We’ve created our own language from dabs to tokes, from bangers and blunts, and especially when it comes to the names that we attribute to different strains of cannabis.

From Blue Dream to Extreme Cream, and every kush and haze in between, those in the know can tell you exactly what aroma, flavor, and effects to expect just by hearing the name of the strain.

But, with the incoming wave of corporate cannabis flooding dispensaries comes a lame new trend.

Companies like Canndescent have taken to ditching strain names altogether, instead using five very generic categories to differentiate the weed they offer in what they call their “effects-based classification system”; Calm, Cruise, Create, Connect, Charge.

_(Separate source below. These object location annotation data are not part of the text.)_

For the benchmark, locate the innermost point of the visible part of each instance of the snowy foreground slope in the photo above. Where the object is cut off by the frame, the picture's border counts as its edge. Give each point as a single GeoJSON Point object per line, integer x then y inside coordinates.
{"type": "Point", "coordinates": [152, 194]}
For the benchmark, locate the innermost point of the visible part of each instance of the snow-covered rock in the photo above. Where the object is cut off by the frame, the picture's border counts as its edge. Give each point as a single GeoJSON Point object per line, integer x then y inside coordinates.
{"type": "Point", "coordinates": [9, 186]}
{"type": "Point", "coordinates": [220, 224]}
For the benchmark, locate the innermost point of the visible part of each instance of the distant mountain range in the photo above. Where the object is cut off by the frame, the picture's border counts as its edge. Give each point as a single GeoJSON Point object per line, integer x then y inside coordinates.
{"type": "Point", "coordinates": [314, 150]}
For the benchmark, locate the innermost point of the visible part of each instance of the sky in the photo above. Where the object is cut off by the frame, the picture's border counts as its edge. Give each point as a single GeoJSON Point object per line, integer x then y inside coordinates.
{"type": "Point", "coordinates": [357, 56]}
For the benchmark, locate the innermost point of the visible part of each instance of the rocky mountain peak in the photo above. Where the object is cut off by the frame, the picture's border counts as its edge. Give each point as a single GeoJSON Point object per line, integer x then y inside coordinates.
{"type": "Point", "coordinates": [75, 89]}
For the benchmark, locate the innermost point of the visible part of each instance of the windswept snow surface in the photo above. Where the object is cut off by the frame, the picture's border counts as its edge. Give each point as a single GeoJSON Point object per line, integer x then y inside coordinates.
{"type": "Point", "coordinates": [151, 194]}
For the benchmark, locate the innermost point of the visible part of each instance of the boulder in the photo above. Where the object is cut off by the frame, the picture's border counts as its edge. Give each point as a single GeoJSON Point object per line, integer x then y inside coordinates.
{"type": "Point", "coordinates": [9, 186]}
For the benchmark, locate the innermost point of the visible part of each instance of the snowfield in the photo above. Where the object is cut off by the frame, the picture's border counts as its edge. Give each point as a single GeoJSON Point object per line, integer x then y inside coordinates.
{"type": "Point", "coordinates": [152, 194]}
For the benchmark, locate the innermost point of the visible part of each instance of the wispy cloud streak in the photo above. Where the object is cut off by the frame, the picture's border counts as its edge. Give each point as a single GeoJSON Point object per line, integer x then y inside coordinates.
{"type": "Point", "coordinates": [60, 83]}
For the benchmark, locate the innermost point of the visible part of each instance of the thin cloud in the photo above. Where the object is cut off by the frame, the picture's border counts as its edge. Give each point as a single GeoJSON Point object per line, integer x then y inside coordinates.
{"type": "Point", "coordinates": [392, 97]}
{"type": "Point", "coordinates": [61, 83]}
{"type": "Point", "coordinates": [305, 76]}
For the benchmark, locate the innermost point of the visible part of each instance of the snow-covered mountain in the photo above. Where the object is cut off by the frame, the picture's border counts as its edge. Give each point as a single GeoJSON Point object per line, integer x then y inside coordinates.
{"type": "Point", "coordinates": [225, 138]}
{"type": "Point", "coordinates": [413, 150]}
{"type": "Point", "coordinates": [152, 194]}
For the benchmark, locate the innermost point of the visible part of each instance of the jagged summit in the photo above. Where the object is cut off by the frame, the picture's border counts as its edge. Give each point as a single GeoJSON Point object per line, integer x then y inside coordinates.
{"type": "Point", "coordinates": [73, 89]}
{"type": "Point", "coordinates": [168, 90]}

They all start with the letter C, just like the brand name. Surely some marketing exec got a corner cubicle in exchange for that brilliance.

The descriptions that customers are given in order to make an informed decision are just as bland.

For example, here is their full description of their “Connect” “strain”: When it’s time to laugh, go out with friends or get intimate, invite Canndescent Connect™

Cool, well what if Trainwreck gives you a headache, Chocolope doesn’t get you baked, and you only like lemon/pine OG’s not the earthy/nutty ones, so you really want to know exactly what you are getting?

Is this a cannabis description or a pregnancy test?

It must list the strains used somewhere on the website, right?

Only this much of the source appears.